I recently visited an echo chamber in a client’s R&D center. It was quite fun, saying something and having it come back several times in sequence. A noise meter determined how loudly I said it. The louder I yelled, the more times it came back to me.
I felt like an amateur blogger, a Scott or Dan or whoever. I puffed my chest, put on my magic cloak of righteousness, and yelled some canard like, “the world is watching”, and it came back four times ever so slightly differently, once on Hoosier Pundit, once on Hoosier Access, once on Angry White Boy, once on Indy Conservative Hardball.
Echo chambers are fun. It’s fun to convince yourself you’re right simply by hearing your thoughts repeated. And with nothing coming in from the outside, there’s no possibility that you’re wrong.
It’s sad what passes for reasonable discussion in the echo chamber. Several so-called Republican or conservative blogs came out almost immediately and endorsed Greg Zoeller barely knowing the first thing about Jon Costas. Since then their pages have been attack after attack on Jon Costas, each echoing around in a flurry of cross-posts. No discussion of the merits of his candidacy or why Republicans ought to look before they leap onto the Zoeller cart. For example, there has been no discussion of the fact that every Republican statewide officeholder—the people who know Zoeller best and would actually have to work with him—have endorsed Costas.

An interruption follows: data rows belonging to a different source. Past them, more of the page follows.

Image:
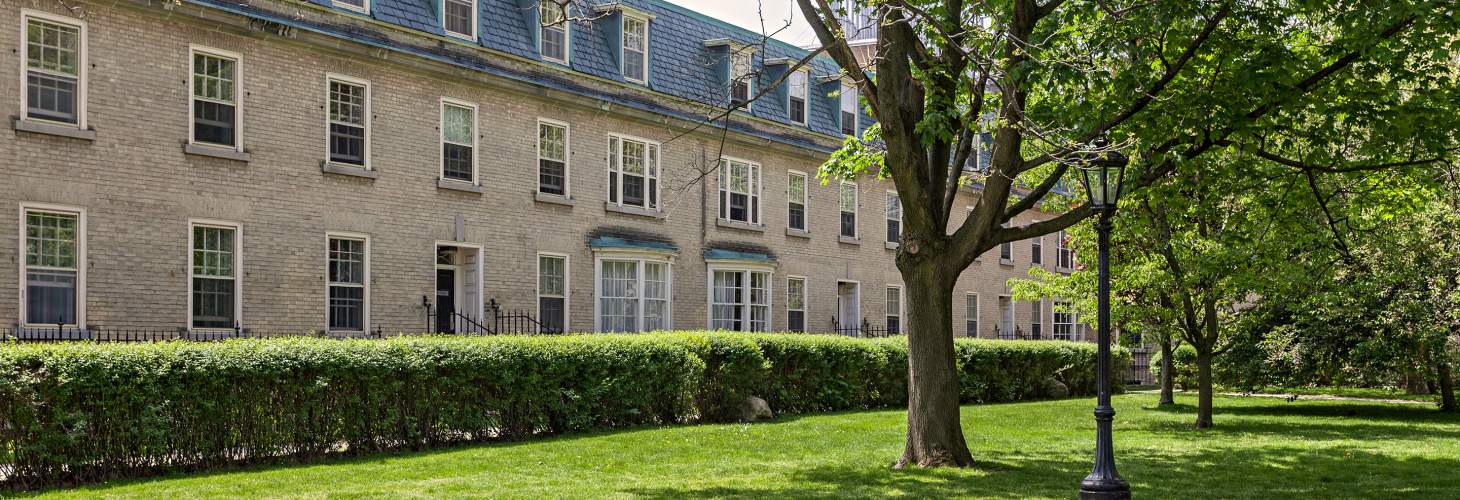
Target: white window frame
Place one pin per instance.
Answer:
(806, 100)
(567, 288)
(362, 8)
(330, 78)
(81, 69)
(476, 10)
(567, 32)
(238, 95)
(238, 271)
(806, 199)
(806, 304)
(640, 258)
(567, 155)
(755, 203)
(892, 195)
(974, 317)
(329, 284)
(476, 149)
(616, 168)
(901, 312)
(81, 259)
(745, 268)
(856, 203)
(624, 18)
(856, 114)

Costas has had plenty of opportunities to go negative and point out the reasons why our state’s officeholders would rather not have a third term with mini-Carter. Fortunately, Jon continues to stick to his principles of positive campaigning and has resisted. Costas has also resisted the temptation to step into their trap of “denouncing” activities that were the result of a long-running personal feud that finally boiled-over recently. A smart candidate knows what fights to get involved in and which to let be resolved by other means.

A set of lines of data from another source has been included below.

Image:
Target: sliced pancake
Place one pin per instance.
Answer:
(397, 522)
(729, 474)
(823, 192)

I doubt that the attacks on Costas have seriously damaged his candidacy or helped Zoeller’s. Most have been so sensational and flimsily researched that a mature adult can see through them fairly easily. I’d be disappointed if Democrats came up with stuff so weak, and yet these people are supposedly members of my own party.
The conduct of Mr. Zoeller in the campaign hasn’t been particularly exemplary either. As far as I know, Zoeller has refused to say anything about the dogs doing his bidding by attacking Costas in whatever way possible, even when they’re blatantly wrong. The latest Zoeller-camp attack has been to harass party leaders who support Costas, trying to get them to withdraw their names from Costas’s list of supporters, with some limited success, duly hyped in the echo chamber. Too bad they have nothing better to talk about in the echo chamber. (Arguably there was one outright error, but only one.)
Whatever the outcome of the election, I’m quite disappointed with the conduct of the blogging community in Indiana Republican politics. The Eleventh Commandment means nothing to them. Their research has been incredibly weak. They have attempted to tear-down a good and upstanding member of our Party, a man who has successfully defended the Republican Party in one of the most hostile quarters of the state, using the most desperate of attacks and with almost zero attempt to understand why he might be an excellent candidate. Their stock-in-trade has been rumour and innuendo. They have held grudges against Mitch and used them against Jon Costas, in the process turning the AG nomination into a proxy war and a referendum on Mitch’s performance.
I hope that people wake up Tuesday morning and realize how ridiculous this has been. Until then, we’ll see if certain elements of our party have any shame.